ぬくもりを感じて
凛花はいたずらっぽく笑みを浮かべると、智樹を指差して言った。


「智樹さんも智樹さんのお兄さんの大樹さんにも感謝してます。
私の知らないところで、どういうつながりがあって、誰が無視されてるかなんて私にはどうでもいいことだもん。

とにかく、この学校にいれてくださって、住むところにも不自由しなくてよくて・・・それだけでもすごく感謝しなきゃいけないことっていうのもよくわかります。

生活費も高校卒業したらきちんと払っていこうと思っています。
だけど現時点では仮定でしかないです。

私の記憶が完全にもどっていないのと、ここにいない人が私に正しい情報をくれていないから。

智樹さんのお気持ちはよくわかりました。
でも、今の私は感謝することと、智樹さんのしてくれることに乗っかることしかできません。
勝手で失礼なのはわかっています。
ごめんなさい・・・。」


「嫌ってないのであれば、いいさ・・・。
ただ、ときどき僕の理性が消えてしまうのは許してほしい。
ってのも勝手な言いぐさだなぁ。

簡単にいえば・・・やばい!と思ったら逃げろ。
それだけだ。」


「ほんとに勝手ですね・・・。
キスまでしたくせに。」


「ああ、昔はモテたおっさんだからな。」


お互いにどきどきして妙な時間が過ぎていった。

まさか翌日にはこの関係が続かないとは2人とも予想していなかったが・・・。





翌日、智樹は放課後に兄の大樹から理事長室に来るように連絡を受けていた。


そして、凛花も学校の帰りにある人物に出会った。



「お、お兄ちゃん・・・・。」


「凛花、遅くなってごめんな。」


凛花は日本で初めて兄の瑞樹の家へと入った。

ポストも広告でいっぱいになり、玄関回りもかなり荒れていた。


「時間かかってしまったな・・・。」


「お兄ちゃん、どうしてアメリカへ行ってなかなか帰ってこなかったの?」


「それはな・・・」


瑞歩の話では、凛花の作ったという問題の安全装置から高性能な小型爆弾へ作り変えられている状況を探りに行っていたという。

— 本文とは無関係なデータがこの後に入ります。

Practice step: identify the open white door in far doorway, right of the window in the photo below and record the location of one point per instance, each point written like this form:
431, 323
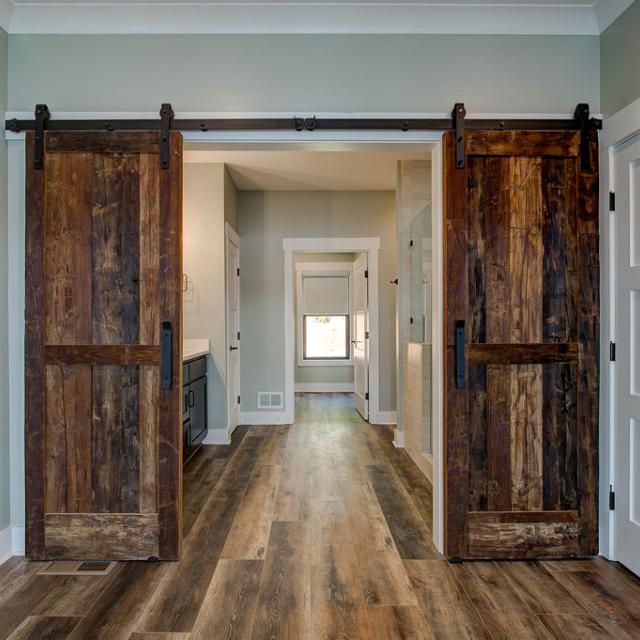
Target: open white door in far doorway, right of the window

化学者でもある瑞歩は、凛花の働いていた研究所からの呼び出しで、記憶のなくなった凛花にかわって、凛花の作った安全装置がどういういきさつでどんな変化を伴って小型爆弾に変貌をとげたのかを調べにいっていたらしい。

その過程で、凛花が設計図らしきものをどこかに置いていないかも探したらしいが、どこからも出なかった。

そして、両親がその設計図の持ち主に間違われてしまった事実もつかんだ。


「やっぱり・・・お父さんとお母さんは私のせいで・・・。」


「違う!凛花が作ったのは間違いなく爆薬を使う場所での安全装置だ。
遠隔操作で、なんらかのアクシデントがあったときでも、謝って爆発してしまったり、爆発予定ではないところでの危険を確実に回避できる、いいものだったんだ。

だけど・・・安全装置から高性能爆弾のヒントを得た化学者がいたってことだ!
そいつが、いちばん危ないヤツなんだ。